The expression “don’t blame the messenger” couldn’t be more appropriate than when it comes to the work of public health officials during the COVID-19 pandemic.
They have been harassed and threatened with death just for advising Americans on how to avoid spreading the virus.
We can’t ignore this hate, but we also must recognize the vast majority of people support the work of public health officials. A recent poll commissioned by The California Endowment found that two-thirds of the state’s voters approve of how public health officers at both the state and local levels are handling the pandemic.
We also know from the poll that while some Californians have aggressively protested protective measures that have saved thousands of lives, they don’t represent the views of most California residents. This is especially true when it comes to California’s working people.
The California Endowment’s poll assessed workers making up to $50,000 annually and found that 73 percent believe that the coronavirus remains a “very serious” health concern in California. In addition, 55 percent believe the “worst is yet to come.”
The poll clearly shows that it would be wrong to give the views of those who ignore public safety any influence as we attempt to get the virus under control.
The poll also confirms the overwhelming support for public health leaders, who acted quickly and got out in front of the pandemic. That decisive early action saved lives, and now their call for protective actions played out as Gov. Gavin Newsom instituted new measures when the virus spiked in several counties.

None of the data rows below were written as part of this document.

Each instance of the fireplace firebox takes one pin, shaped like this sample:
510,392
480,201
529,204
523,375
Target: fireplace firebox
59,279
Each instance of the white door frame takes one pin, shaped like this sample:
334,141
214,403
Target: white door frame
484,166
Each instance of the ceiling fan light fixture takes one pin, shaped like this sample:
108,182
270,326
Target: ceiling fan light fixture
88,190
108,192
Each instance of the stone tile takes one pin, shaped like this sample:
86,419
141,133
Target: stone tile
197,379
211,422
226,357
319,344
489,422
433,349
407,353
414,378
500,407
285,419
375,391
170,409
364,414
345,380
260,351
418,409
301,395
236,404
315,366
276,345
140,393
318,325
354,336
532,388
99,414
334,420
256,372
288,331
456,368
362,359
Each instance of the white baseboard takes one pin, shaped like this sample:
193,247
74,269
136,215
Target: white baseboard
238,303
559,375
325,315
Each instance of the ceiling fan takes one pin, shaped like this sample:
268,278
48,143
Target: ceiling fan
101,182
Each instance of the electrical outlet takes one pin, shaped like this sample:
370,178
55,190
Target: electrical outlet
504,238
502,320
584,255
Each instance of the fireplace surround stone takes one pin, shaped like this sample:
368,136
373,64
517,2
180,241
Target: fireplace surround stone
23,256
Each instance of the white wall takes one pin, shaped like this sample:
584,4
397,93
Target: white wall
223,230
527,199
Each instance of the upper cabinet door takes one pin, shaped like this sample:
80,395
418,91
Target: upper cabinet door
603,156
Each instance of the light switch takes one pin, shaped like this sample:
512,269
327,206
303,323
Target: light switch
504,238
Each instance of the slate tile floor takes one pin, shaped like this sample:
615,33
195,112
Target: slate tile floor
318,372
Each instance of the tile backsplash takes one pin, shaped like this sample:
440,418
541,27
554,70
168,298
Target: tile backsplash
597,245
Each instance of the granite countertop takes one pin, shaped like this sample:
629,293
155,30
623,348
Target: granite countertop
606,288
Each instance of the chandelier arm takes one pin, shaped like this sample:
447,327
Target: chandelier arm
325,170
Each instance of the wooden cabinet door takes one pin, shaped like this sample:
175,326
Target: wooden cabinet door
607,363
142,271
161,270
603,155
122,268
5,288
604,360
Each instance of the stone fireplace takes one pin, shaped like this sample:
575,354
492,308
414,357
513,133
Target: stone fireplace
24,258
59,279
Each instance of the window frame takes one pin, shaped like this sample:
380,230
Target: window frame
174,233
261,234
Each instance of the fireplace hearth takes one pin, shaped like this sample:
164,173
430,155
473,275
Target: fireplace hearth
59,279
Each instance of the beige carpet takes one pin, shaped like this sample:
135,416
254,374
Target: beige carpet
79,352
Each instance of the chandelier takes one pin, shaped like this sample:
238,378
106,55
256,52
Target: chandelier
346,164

Economic concerns are important in this debate, but can you imagine the body blow the economy would take if an unregulated reopening forced us into a prolonged lockdown?
We flattened the curve early, but we have been giving back that success with irresponsible behavior. We must stay the course, not just for the state’s overall health, but to protect the most vulnerable.
The poll tells us that across the racial and ethnic spectrum, working Californians are fearful for their health. They are less concerned about the larger economic impacts of COVID-19 and more concerned about protecting themselves and their families from this deadly and relentless virus.
These workers also have a more realistic understanding of how long this epidemic will last than do those that are protesting public health measures, and they trust local and state authorities more than they trust the federal government.
One must only ask these Californians how they feel about this pandemic and it becomes clear the rush to reopen the economy is being driven by blowhard politicians and billionaires, not the “essential workers” who must bear the real risk of COVID-19.
The sad truth is that many of these workers are Californians of color who are being sickened and killed at disproportionate rates by COVID-19. Three-quarters of the respondents in our poll agree that lower-income communities are bearing a disproportionate share of the impacts of coronavirus (both health and economic), and about three in five say the same for communities of color.
The virus doesn’t discriminate but our policies do. Structural racism and its pernicious legacy put Black and brown Californians directly in harm’s way during this pandemic.
These workers are very aware that people of color are bearing an uneven and unfair burden of illness and death from COVID-19. Ninety-three percent agree that “all Californians have a shared responsibility to prevent the spread of the coronavirus.”
In addition, 82 percent of respondents say that “it is the responsibility of all Californians to ensure that all people living in the state have the opportunity to live healthy, safe, and economically secure lives.”
Historically, communities that rushed to reopen during the 1918 influenza pandemic paid a steep price in the form of a brutal death toll and sustained economic havoc compared to their peers who were cautious and patient. We must stay the course, not just for the state’s overall health, but to protect our most vulnerable. We owe that to our sisters and brothers who are on the front lines as essential workers. We must act in solidarity with them.
We are Californians. We care about each other and recognize that we are all interconnected. We’ll get through this crisis by thinking about the needs of others and doing our part to vanquish this virus.
Dr. Anthony Iton is senior vice president of the California Endowment overseeing the 14 Building Healthy Communities projects. He has a medical degree from Johns Hopkins University School of Medicine and a law degree from the University of California, Berkeley.